Bunter sat on the kitchen counter, munching on a sandwich that, judging from the noise he made, most definitely contain potato crisps. It was a marvellous sight, and sound, and immediately disarmed Lord Peter.
“That's right,” said the girl. “It's morning. And you have a monocle.”
“Yes…indeed. And who are you?” asked the monocled man.
“A conundrum, or an enigma. She forget which,” answered Bunter in her place, but the girl ignored him.
“My name is Rose Dyson. I used to live in Oxford, with my uncle.”
“The one who calls me Lord Peter?”
“No, not that one. I have many uncles.”
“Oh, yes, it is. Uncles are a very pleasant thing to have. Would you like to be my uncle?”
“Bunter said you'd love to! Do you want a sandwich?”
“Not…if you don't like crisps,” she said, but her face betrayed her hurt feelings, and Peter accepted a very crunchy sandwich instead.
He sat down on an old, comfortable chair. Much more comfortable than the one he had fallen asleep on. The kitchen was very modest and cosy.

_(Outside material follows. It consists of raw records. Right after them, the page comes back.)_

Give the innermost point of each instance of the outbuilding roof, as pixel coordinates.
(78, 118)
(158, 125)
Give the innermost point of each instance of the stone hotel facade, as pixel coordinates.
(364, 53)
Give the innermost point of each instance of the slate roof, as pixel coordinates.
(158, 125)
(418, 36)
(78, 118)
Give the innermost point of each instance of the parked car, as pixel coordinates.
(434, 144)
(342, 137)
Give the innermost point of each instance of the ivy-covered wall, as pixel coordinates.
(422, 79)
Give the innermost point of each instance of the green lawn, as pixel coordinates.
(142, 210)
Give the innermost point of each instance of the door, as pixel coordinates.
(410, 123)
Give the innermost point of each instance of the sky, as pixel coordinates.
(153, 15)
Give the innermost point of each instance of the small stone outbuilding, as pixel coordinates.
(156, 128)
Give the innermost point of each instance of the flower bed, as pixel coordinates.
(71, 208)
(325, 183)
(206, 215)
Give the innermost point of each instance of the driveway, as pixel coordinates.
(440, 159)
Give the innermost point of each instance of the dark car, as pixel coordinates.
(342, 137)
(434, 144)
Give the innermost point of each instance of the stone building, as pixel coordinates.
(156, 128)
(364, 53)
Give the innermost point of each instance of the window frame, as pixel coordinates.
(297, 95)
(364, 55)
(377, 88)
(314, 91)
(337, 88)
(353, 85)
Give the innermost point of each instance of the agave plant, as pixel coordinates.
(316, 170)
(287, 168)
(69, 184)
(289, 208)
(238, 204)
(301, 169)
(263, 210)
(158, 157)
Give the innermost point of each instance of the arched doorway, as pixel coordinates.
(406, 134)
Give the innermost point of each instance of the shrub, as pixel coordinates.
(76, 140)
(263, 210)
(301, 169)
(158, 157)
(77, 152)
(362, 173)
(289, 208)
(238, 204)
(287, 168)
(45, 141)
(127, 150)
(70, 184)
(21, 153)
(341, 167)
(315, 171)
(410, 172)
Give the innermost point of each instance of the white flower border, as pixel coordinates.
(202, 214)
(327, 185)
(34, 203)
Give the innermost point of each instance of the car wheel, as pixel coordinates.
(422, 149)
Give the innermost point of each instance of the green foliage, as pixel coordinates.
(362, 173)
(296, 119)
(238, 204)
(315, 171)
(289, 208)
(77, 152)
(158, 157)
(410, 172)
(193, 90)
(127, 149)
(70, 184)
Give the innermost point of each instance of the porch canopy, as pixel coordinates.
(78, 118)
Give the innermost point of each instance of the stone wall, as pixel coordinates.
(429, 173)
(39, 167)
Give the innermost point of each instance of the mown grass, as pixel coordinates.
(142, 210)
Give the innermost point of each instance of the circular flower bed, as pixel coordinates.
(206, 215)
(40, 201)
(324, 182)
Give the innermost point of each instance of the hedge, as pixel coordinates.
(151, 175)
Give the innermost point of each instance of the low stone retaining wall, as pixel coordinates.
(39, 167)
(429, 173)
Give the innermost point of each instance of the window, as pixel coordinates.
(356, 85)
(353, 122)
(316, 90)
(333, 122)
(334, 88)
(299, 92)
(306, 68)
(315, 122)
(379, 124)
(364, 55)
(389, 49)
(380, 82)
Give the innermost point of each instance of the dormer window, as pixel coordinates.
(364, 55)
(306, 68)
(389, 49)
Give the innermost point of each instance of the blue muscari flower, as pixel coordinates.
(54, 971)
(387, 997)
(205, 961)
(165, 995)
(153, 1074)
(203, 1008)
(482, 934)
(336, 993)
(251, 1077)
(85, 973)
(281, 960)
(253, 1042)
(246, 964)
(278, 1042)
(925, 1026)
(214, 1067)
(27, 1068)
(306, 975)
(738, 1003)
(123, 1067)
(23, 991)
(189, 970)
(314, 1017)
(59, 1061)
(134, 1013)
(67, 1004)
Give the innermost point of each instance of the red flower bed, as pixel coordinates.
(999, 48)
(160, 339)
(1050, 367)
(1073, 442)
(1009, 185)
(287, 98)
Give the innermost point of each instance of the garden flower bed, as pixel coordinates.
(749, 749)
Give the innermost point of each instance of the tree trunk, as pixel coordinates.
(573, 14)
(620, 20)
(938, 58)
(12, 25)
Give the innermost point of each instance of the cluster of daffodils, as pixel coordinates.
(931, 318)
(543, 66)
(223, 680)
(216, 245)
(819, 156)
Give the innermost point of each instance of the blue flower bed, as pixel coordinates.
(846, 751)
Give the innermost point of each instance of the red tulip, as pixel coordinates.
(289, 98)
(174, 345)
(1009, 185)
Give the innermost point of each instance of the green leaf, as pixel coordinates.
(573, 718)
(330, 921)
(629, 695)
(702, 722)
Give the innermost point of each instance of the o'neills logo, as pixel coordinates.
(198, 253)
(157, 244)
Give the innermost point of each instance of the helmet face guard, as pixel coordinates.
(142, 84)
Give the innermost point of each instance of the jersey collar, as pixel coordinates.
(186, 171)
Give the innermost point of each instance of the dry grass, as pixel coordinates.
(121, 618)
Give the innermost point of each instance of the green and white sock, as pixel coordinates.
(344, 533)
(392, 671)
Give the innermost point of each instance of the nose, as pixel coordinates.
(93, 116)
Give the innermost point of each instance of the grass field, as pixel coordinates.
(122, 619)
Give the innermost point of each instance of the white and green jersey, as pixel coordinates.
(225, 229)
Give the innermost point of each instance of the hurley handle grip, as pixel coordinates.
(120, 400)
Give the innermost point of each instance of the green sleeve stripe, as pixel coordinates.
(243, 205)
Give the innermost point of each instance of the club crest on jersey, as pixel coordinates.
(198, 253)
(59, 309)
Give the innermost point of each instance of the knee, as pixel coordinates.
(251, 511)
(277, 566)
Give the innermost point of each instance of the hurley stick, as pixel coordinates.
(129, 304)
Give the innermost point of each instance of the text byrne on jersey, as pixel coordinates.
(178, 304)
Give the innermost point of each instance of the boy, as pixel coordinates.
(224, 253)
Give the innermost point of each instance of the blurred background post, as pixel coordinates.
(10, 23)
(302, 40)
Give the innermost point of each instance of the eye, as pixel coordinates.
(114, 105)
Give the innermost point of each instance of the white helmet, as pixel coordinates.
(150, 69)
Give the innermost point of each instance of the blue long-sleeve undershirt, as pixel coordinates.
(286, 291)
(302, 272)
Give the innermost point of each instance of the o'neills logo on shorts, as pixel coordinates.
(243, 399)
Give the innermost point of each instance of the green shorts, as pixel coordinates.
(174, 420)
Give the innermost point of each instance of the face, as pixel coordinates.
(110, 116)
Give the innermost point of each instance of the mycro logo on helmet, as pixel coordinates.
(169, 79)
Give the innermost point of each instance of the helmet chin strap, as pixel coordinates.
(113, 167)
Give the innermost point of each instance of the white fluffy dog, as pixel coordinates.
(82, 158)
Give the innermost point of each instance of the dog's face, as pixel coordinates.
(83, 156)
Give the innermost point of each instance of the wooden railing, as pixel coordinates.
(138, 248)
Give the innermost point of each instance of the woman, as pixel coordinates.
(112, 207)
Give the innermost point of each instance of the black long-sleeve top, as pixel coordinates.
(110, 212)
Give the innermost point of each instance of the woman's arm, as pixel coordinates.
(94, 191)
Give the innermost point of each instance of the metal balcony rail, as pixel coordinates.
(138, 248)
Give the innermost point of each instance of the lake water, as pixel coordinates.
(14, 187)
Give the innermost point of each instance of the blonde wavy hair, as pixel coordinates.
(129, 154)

It was, in a way, disappointing to find that, of all rooms in the resurrected Library of Alexandria, the kitchen was the most pleasant to be in.
He had, of course, no idea of all the rare and ancient books (some of them cookbooks, of course) stored in the cupboards, nor of the identity of the girl in front of him. All he knew was that the kitchen was delightfully, yet underwhelmingly common, and the sandwich astonishingly good.
“Would you also like a waffle?” the girl asked, almost pleadingly. “With blueberries?”
“Very much, thank you,” said Peter. “But how should I be your uncle? I am quite sure, we are not related, and I suppose it's too late for me to become your godfather.”
“I don't understand,” said the girl as she scooped whipped cream on his plate. “I have a plentiful of relatives, and I have both God and Father. I merely asked if you would like to be my uncle.”
“Well, in that case,” said Peter, as he received his waffle and blueberries and thick whipped cream, “I'd love to.”
The girl beamed, and there was a hint of a smirk on Bunter's face.
“Tea?” asked the girl. Tea, of course. It wasn't proper tea, found Peter, but a sweet, hot beverage from a strange-looking can, that smelled and tasted like boiled fruit candy, and to which the girl added another load of whipped cream before he could intervene.